Zero Hedge — Austerity is over, proclaimed the IMF this week. And no doubt attributed that to the ‘successful’ period of ‘five years of belt tightening’ a.k.a. ‘gradual fiscal consolidation’ it has, along with its econo-religious ilk, imposed on many of the world’s people.
Only, it’s not true of course. Austerity is not over. You can ask many of those same people about that. It’s certainly not true in Greece.
IMF Says Austerity Is Over
Austerity is over as governments across the rich world increased spending last year and plan to keep their wallets open for the foreseeable future. After five years of belt tightening, the IMF says the era of spending cuts that followed the financial crisis is now at an end. “Advanced economies eased their fiscal stance by one-fifth of 1pc of GDP in 2016, breaking a five-year trend of gradual fiscal consolidation,” said the IMF in its fiscal monitor.
In Greece, the government did not increase spending in 2016. Nor is the country’s era of spending cuts at an end. So did the IMF ‘forget’ about Greece? Or does it not count it as part of the rich world? Greece is a member of the EU, and the EU is absolutely part of the rich world, so that can’t be it.
However this may be, it’s obvious the IMF are not done with Greece yet. And neither are the rest of the Troika. They are still demanding measures that are dead certain to plunge the Greeks much further into their abyss in the future.
But sure enough, the Hellenic Statistical Authority (ELSTAT) jubilantly announced on Friday that the 2016 primary surplus was 4.19% (8 times more than the 0.5% expected). This is bad news for Greeks, though they don’t know it. It is also a condition for receiving the next phase of the current bailout.

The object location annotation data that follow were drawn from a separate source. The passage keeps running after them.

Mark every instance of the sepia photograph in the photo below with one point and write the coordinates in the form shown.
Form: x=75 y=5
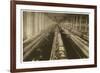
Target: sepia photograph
x=52 y=36
x=55 y=36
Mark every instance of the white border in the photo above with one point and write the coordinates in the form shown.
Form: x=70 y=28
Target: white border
x=21 y=65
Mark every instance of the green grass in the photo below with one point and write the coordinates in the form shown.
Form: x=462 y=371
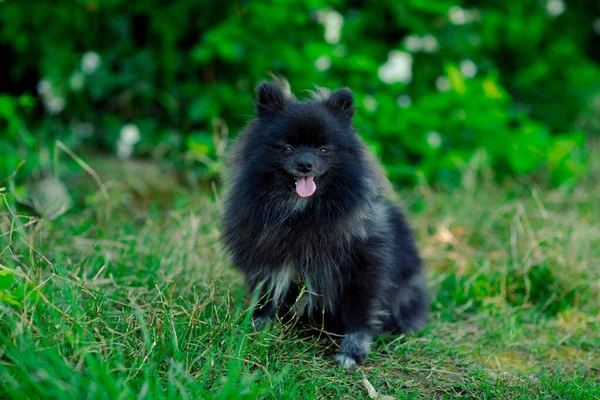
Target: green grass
x=145 y=304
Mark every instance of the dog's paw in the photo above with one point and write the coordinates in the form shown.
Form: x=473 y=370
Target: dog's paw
x=261 y=323
x=353 y=350
x=347 y=361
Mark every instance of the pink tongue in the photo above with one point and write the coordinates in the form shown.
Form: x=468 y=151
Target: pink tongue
x=305 y=186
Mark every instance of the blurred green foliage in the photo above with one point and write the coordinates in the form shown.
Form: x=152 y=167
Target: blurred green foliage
x=434 y=80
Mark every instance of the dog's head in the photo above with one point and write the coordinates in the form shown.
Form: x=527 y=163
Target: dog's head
x=305 y=146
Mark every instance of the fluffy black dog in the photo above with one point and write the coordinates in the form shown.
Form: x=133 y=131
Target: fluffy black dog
x=307 y=221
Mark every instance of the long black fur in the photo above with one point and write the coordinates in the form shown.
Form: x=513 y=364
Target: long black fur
x=345 y=253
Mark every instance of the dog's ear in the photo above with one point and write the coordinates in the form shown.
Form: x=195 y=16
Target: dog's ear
x=272 y=97
x=340 y=104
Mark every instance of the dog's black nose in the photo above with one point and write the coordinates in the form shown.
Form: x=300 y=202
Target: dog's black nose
x=304 y=166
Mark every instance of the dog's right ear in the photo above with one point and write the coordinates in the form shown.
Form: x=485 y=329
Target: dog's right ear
x=271 y=98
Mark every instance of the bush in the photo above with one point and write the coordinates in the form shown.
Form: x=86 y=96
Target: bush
x=434 y=80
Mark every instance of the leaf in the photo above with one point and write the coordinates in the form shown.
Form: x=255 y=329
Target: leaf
x=7 y=279
x=457 y=82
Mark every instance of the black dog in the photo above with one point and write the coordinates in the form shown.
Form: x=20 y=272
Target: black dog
x=307 y=221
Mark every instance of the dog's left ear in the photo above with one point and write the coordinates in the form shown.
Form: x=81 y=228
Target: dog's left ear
x=340 y=104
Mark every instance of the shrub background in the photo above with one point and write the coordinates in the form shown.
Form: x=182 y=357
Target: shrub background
x=434 y=81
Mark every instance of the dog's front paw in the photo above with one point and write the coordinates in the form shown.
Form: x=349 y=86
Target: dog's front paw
x=353 y=350
x=260 y=323
x=348 y=361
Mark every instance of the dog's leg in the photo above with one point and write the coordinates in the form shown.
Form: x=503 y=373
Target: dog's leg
x=265 y=308
x=356 y=316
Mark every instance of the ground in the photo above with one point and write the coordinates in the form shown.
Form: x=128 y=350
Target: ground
x=128 y=294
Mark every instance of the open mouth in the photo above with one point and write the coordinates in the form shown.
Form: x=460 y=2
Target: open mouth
x=305 y=185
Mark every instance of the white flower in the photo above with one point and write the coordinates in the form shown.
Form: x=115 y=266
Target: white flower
x=468 y=68
x=129 y=136
x=323 y=63
x=457 y=15
x=404 y=101
x=461 y=16
x=398 y=68
x=555 y=7
x=430 y=44
x=442 y=84
x=434 y=139
x=333 y=21
x=90 y=62
x=44 y=87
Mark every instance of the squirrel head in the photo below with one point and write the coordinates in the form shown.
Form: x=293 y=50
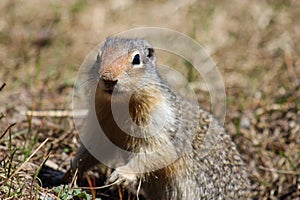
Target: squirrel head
x=126 y=66
x=127 y=72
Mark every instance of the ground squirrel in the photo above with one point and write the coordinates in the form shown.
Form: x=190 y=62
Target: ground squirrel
x=194 y=157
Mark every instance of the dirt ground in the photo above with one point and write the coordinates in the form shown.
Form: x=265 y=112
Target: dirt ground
x=255 y=45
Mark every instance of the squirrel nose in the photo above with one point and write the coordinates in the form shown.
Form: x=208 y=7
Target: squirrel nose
x=108 y=83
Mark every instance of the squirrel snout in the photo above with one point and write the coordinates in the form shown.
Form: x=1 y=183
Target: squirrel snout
x=108 y=82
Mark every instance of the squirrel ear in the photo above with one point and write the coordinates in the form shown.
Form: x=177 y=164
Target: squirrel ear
x=150 y=52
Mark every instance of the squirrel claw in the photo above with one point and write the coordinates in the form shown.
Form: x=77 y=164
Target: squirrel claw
x=122 y=175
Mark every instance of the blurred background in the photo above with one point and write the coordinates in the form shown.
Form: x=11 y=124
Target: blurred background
x=255 y=45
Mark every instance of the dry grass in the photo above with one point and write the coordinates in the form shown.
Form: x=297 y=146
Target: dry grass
x=254 y=43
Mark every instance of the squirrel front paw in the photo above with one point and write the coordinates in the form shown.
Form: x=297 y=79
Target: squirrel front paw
x=122 y=175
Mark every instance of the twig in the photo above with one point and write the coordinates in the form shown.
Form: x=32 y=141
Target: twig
x=22 y=165
x=55 y=113
x=138 y=190
x=9 y=127
x=279 y=171
x=3 y=85
x=100 y=187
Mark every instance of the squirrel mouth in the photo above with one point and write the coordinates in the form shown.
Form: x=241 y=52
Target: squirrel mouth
x=108 y=91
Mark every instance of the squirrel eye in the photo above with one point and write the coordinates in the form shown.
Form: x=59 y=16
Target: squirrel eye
x=136 y=59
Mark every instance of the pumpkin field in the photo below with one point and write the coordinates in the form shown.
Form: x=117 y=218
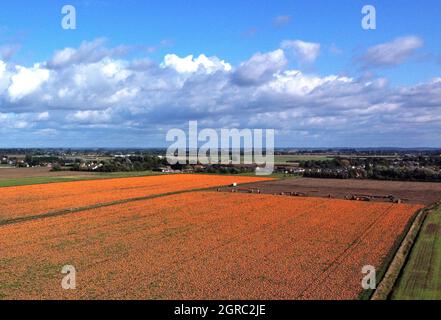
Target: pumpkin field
x=166 y=237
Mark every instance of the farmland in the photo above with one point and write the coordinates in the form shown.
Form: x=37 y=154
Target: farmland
x=190 y=244
x=33 y=200
x=410 y=192
x=421 y=277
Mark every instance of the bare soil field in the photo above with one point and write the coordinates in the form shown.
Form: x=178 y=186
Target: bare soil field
x=409 y=192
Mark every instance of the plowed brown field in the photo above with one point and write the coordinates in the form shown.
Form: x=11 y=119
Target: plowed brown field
x=203 y=245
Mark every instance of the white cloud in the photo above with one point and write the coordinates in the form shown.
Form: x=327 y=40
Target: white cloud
x=306 y=52
x=391 y=53
x=260 y=68
x=27 y=80
x=190 y=64
x=281 y=21
x=136 y=100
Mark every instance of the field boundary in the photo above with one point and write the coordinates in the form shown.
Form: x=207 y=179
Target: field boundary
x=387 y=284
x=96 y=206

Here’s what that comes down to: in order to save itself from default/bankruptcy, the country is required to destroy its economy.

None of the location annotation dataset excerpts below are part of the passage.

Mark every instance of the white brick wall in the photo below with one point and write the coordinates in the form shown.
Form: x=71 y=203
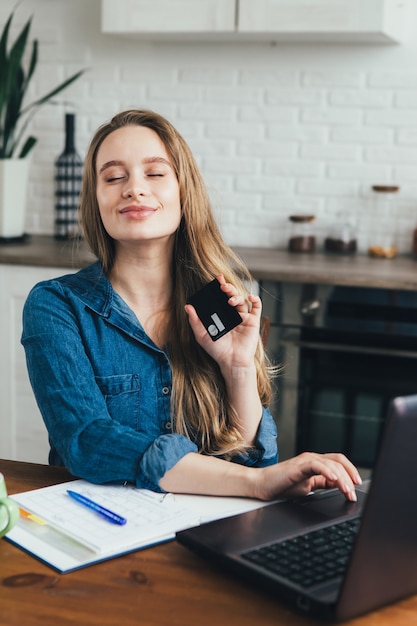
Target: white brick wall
x=276 y=129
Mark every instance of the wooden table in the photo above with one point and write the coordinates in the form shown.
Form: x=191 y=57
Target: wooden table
x=164 y=585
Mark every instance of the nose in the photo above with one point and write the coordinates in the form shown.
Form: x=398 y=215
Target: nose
x=135 y=188
x=132 y=192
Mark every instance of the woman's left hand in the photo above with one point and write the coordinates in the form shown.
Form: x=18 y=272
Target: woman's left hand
x=237 y=347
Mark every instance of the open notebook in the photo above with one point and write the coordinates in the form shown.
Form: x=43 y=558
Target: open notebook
x=66 y=535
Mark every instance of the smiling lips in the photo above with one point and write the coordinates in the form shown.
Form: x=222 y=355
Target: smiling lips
x=139 y=211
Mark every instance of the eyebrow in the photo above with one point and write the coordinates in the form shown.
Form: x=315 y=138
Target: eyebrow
x=154 y=159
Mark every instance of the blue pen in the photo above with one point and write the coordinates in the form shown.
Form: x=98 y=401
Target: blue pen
x=90 y=504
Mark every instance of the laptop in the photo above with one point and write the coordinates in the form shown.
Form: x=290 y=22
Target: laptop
x=329 y=558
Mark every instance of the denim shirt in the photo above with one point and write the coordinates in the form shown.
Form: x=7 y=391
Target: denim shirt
x=104 y=388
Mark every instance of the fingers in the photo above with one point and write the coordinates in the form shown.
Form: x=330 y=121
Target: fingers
x=336 y=470
x=251 y=304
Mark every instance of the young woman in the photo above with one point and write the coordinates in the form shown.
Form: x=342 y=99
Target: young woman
x=129 y=383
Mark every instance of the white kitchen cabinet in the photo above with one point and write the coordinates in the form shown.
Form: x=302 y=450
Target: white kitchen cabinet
x=325 y=20
x=167 y=16
x=23 y=436
x=339 y=21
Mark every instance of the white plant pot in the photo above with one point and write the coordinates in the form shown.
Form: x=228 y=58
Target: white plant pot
x=14 y=174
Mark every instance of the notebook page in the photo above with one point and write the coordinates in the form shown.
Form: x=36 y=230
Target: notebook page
x=149 y=515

And that’s not all: the surplus is a requirement to get a next bailout tranche, and debt relief – but as a reward for achieving that surplus, Greece can now expect to get less debt relief. Because they managed to squeeze another €7.3 billion out of their poor. So they should always be able to do that in every subsequent year.

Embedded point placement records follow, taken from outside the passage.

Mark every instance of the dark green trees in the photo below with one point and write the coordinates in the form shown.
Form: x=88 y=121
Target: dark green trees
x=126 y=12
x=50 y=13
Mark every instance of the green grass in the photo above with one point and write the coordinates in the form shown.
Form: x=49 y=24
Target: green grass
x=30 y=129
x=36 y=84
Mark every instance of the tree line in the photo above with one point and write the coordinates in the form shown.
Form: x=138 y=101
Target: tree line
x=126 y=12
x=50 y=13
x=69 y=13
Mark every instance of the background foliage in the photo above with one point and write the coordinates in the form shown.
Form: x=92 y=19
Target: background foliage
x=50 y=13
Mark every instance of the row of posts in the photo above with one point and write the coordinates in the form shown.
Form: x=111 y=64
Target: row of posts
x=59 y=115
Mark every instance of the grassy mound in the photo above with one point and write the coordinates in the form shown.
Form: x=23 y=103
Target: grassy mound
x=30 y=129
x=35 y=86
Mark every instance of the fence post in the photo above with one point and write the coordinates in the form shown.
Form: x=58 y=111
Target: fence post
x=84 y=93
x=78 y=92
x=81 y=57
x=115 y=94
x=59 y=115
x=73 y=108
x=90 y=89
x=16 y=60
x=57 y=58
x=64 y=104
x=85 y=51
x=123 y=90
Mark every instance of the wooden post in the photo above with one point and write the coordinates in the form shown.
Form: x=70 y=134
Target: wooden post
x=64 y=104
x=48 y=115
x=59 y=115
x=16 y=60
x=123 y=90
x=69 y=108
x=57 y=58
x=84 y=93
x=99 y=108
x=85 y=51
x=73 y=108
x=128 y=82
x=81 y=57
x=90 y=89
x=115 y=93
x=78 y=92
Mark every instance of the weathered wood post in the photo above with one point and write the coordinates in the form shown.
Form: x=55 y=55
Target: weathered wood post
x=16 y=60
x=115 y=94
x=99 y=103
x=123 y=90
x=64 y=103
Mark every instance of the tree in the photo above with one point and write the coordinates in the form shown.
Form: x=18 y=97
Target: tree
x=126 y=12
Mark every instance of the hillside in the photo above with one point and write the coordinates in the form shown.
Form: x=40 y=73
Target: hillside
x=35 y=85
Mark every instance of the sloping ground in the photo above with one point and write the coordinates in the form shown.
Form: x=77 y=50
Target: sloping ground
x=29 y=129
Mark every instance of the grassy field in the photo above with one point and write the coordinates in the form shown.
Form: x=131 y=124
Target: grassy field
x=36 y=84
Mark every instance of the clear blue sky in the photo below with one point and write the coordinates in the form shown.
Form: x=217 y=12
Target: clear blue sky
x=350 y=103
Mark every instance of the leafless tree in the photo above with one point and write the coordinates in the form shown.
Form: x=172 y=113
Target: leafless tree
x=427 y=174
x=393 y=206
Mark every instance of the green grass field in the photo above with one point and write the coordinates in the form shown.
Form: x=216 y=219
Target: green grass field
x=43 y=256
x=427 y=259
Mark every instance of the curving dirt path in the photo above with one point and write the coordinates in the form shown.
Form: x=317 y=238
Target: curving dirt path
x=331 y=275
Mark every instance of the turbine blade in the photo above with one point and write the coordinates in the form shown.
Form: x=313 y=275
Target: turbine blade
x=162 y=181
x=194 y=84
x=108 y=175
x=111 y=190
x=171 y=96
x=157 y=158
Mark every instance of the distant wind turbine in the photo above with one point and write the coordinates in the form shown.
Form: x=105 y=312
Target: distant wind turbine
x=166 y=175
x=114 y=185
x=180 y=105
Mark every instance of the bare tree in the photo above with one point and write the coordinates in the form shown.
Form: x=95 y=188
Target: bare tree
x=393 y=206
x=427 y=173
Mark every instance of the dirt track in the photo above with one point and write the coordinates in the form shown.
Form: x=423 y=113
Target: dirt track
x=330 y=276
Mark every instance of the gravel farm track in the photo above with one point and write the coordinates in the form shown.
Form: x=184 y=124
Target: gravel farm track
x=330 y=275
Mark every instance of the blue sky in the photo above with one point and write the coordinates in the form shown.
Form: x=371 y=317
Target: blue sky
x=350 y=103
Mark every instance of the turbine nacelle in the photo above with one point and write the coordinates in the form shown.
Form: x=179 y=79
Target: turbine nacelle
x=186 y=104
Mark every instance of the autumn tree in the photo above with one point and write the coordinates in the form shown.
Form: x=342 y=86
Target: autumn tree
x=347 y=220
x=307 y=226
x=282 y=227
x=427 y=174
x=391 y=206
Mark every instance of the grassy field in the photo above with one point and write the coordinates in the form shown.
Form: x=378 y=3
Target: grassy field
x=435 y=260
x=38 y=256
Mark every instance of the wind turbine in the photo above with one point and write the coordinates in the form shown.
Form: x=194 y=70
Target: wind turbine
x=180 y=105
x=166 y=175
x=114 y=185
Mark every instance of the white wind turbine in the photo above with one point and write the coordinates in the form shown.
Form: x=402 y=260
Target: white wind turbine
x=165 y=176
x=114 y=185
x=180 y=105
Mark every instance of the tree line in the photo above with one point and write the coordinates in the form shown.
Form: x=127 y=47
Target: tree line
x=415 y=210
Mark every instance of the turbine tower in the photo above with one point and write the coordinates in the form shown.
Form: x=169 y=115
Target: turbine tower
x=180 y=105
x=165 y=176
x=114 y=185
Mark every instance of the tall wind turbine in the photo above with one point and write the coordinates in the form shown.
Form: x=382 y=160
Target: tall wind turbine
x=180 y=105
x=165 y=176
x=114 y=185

The government in Athens sees the surplus as a ‘weapon’ that can be used in the never-ending bailout negotiations, but the Troika will simply move the goalposts again; that’s its MO.
A country in a shape as bad as Greece’s needs stimulus, not a budget surplus; a deficit would be much more helpful. You could perhaps demand that the country goes for a 0% deficit, though even that is far from ideal. But never a surplus. Every penny of the surplus should have been spent to make sure the economy doesn’t get even worse.
The €7.369 billion primary surplus, in a country of somewhere between 10 and 11 million people, means some €700 per capita has been taken out of the economy in 2016. Money that could have been used to spend inside that economy, saving jobs, and keeping people fed and sheltered. For a family of 3.5 people that means €200 per month less to spend on necessities which is the only thing most Greeks can spend any money on.
The Troika is not “rebalancing Greece’s public finances in a growth-friendly manner”, as Dijsselbloem put it, it is strangling the economy. And then strangling it some more.
There may have been all sorts of things wrong in Greece, including financially. But that is true to some degree for every country.
And there’s no doubt there was, and still is, a lot of corruption. But that would seem to mean the EU must help fight that corruption, not suffocate the poor.
If you want to do that, taking 4% of GDP out of an economy, and 3.5% annually for years to come, it can only make things worse. And if the Greek economy deteriorates further, how can the country ever repay the debts it supposedly has? Isn’t that a lesson learned from the 1919 Versailles treaty?
The economists at the IMF and the EU/ECB, and the politicians they serve, either don’t understand basic economics, or they have their eyes on some other prize.